Венгрия, Польша, Силезия, Богемия, оказавшиеся на его пути, пусть и напрягая все силы, смогли бы выставить армию куда как более многочисленную. Могли попытаться перекрыть карпатские перевалы и долины, или, во всяком случае, заключить военный союз для противодействия вторжению. Но европейцы вовсе не видели особой угрозы в каких-то там кочевниках-язычниках, несмотря даже на десятки тысяч половецких беженцев, нашедших укрытие в Венгрии, и могущих многое рассказать о том – что ждет тех, кто окажется на пути орды.
И чудовищно трагическая судьба самой Руси их опять – таки ничему не научила. Напротив – можно смело предположить, что кое-кто откровенно злорадствовал, слыша о бедах русских схизматиков, а в Риме уже прикидывали – не удастся ли присоединить ослабленную русскую православную церковь к римской?
Несомненно, тут сыграло главную роль европейское высокомерие, с каким обитатели Запада всегда смотрели на восток: если всякие там русские и половцы в ужасе бежали прочь от непонятного противника, то к ним это отношения не имеет – ведь все это очень далеко. А если эти неведомые монголы все-таки сунуться в пределы католических земель, то, разумеется, будут незамедлительно уничтожены.
Более того – не думая о внешнем враге, Европа как раз вступила в очередную полосу войн.
На южном фланге Венгрия, совместно с Эпиром и Болгарией пыталась раздавить Сербию. При этом Болгария весьма агрессивно посматривала на своего греческого союзника и, одновременно, лелеяла завоевательные планы в отношении Латинской империи – жалкого уродца, созданного крестоносцами за четыре десятилетия до того на обломках разгромленной Византии. С юга Латинской империи угрожала империя Никейская, мечтавшая о возрождении Восточного Рима со столицей в Константинополе, которой, в свою очередь, в затылок дышал Конийский султанат.
Фридрих II Гогенштауфен, император Священной Римской Империи воевал в Италии, при этом активно конфликтуя с папским престолом. Англия боролась с Францией, отбиравшей материковые владения Плантагенетов.
И вот, по Европе распространяется вселяющая в сердца ужас весть – монголы идут!!
Их отряды мчатся по польским и немецким землям, захватывая город за городом, оставляя после себя трупы и пепел.
Когда всего два передовых монгольских тумена вторгаются в Силезию, то жители ее убеждены, что на них идет двухсоттысячная армия.
Тем не менее, воля к сопротивлению еще не покинула европейцев. Силезский герцог Генрих II во главе спешно собранного войска, насчитывавшего до сорока тысяч всадников – немцев, тевтонов и поляков, двинулся навстречу врагу, заняв позицию у местечка Легнице.

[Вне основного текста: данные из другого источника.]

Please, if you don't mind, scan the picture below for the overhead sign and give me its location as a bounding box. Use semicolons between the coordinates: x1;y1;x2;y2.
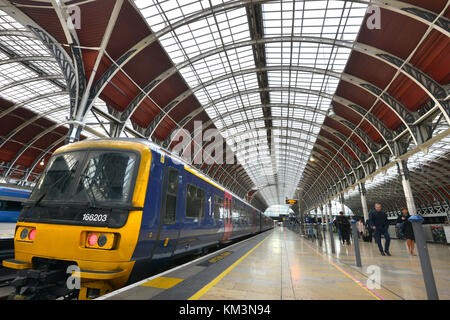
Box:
285;199;298;205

На соединение с ним форсированным маршем шел богемский король Вацлав I, прозванный Железным, у которого было тридцать тысяч закованных в броню всадников и пехотинцев. Трудно сказать, как бы развивались события, успей они соединиться. Но монголы ударили по Генриху, когда чехи были в двух днях пути от Легнице.
На поле битвы сошлись две армии: с одной стороны – войско блестящих европейских рыцарей, кичащихся своими гербами и родословными, в великолепных доспехах работы искусных оружейников Милана и Толедо, вооруженных мечами, с одного удара способными разрубить человека буквально пополам.
Противостоял им – как казалось – какой-то жалкий степной сброд на мелких лошаденках, в панцирях из кожи и копытных пластин, с легкими саблями, которыми нечего и думать пробить европейскую броню.
Христиане предвкушали, надо полагать, если и не легкую, то быструю, и уж точно – несомненную победу.